As the debate rages on about health care reform (which really seems more like insurance reform at this point), I wonder what is taking so long. We have needed this for decades.
Thirty years ago, when I was just starting out in the working world, I had to find a job with insurance benefits because no starting jobs paid enough to cover out-of-pocket health care costs, much less individual health insurance. Not long after that, the Reagan recession hit, and there were hiring and salary (and benefits) freezes, and it was considered insane to leave a job for one without benefits.

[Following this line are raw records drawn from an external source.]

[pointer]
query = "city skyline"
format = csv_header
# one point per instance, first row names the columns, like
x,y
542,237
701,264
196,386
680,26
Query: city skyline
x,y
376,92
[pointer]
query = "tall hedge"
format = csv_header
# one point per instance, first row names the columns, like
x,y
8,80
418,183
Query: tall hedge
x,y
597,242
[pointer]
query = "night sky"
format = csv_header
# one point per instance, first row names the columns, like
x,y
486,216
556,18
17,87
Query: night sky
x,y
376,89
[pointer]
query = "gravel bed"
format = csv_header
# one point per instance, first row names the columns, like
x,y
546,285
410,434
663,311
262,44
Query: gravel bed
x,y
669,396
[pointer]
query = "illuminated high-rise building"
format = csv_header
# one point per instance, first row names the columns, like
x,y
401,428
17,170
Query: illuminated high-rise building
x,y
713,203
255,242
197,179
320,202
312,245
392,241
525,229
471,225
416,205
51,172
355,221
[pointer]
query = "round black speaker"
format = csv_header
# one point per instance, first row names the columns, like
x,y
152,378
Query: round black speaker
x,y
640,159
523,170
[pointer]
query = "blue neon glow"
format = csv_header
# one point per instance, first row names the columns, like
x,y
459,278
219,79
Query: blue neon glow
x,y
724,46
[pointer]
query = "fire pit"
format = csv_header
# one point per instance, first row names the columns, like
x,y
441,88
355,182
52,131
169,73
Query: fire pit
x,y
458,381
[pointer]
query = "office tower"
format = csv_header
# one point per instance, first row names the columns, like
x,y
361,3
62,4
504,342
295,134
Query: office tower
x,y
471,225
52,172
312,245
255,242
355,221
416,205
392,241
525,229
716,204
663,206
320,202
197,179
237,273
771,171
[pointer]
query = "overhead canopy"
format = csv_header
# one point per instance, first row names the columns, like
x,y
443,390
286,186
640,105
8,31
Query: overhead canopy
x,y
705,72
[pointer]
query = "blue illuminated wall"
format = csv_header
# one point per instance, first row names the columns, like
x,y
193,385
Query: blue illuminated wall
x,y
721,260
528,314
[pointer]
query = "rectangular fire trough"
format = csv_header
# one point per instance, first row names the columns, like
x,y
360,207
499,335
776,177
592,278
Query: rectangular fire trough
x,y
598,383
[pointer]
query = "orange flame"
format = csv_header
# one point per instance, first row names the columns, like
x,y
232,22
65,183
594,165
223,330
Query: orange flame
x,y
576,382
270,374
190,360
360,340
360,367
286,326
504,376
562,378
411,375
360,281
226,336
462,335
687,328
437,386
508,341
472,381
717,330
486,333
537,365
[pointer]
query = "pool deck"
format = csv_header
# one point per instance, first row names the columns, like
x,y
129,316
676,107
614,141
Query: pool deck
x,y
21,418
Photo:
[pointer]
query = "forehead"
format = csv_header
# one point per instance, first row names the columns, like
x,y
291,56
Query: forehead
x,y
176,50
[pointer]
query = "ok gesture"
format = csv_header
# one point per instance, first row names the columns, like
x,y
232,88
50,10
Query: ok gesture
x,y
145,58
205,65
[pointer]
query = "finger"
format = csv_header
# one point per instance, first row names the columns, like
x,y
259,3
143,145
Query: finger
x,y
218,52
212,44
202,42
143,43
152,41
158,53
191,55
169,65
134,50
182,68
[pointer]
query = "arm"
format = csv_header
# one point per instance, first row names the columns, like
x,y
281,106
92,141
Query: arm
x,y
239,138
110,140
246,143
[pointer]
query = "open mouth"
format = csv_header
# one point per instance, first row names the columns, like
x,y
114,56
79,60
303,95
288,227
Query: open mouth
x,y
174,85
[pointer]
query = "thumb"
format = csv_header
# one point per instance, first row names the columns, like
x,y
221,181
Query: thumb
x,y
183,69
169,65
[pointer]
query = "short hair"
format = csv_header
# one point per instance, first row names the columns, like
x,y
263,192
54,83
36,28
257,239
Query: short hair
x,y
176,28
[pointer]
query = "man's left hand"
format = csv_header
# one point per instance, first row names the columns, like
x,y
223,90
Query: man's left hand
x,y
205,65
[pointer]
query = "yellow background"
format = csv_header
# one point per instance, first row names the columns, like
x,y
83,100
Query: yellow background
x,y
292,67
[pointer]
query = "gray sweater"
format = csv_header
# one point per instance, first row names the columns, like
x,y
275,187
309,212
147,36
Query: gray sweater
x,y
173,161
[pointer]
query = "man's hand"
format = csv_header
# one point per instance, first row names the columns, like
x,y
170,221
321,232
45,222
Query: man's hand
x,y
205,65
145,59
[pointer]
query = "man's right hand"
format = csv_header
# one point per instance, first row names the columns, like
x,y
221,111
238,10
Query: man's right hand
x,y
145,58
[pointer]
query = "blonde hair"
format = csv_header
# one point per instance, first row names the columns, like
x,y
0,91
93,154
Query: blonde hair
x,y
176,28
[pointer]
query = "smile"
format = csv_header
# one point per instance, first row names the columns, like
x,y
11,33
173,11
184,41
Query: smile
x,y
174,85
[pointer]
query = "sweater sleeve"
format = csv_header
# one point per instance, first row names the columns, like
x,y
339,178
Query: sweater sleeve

By the time the economy recovered, the cost of individual health care had risen to the point where many companies that had offered it were discontinuing the service, passing it on to remaining companies. And then we were saying that costs had to be brought under control, or pretty soon no one would be able to afford it.
So here we are. Health care costs have skyrocketed, health insurance companies control which doctors their insureds see and which procedures they will pay for while making huge profits, and we have a Congress that's wringing its hands, worried about their campaign financing.
The time to reform, including a public option, is now. Not down the road, not when it's politically expedient. There is NO EXCUSE for millions of people unable to get basic medical attention because they are unable to pay for it. There will always be naysayers, people afraid of changing the status quo. But we reach a point where the status quo becomes more dangerous than change. This is one of those points.
So stop yapping about this might happen and that might happen and oh we shouldn't do this and that. Find a way for everyone to have equal access to health care. End of story.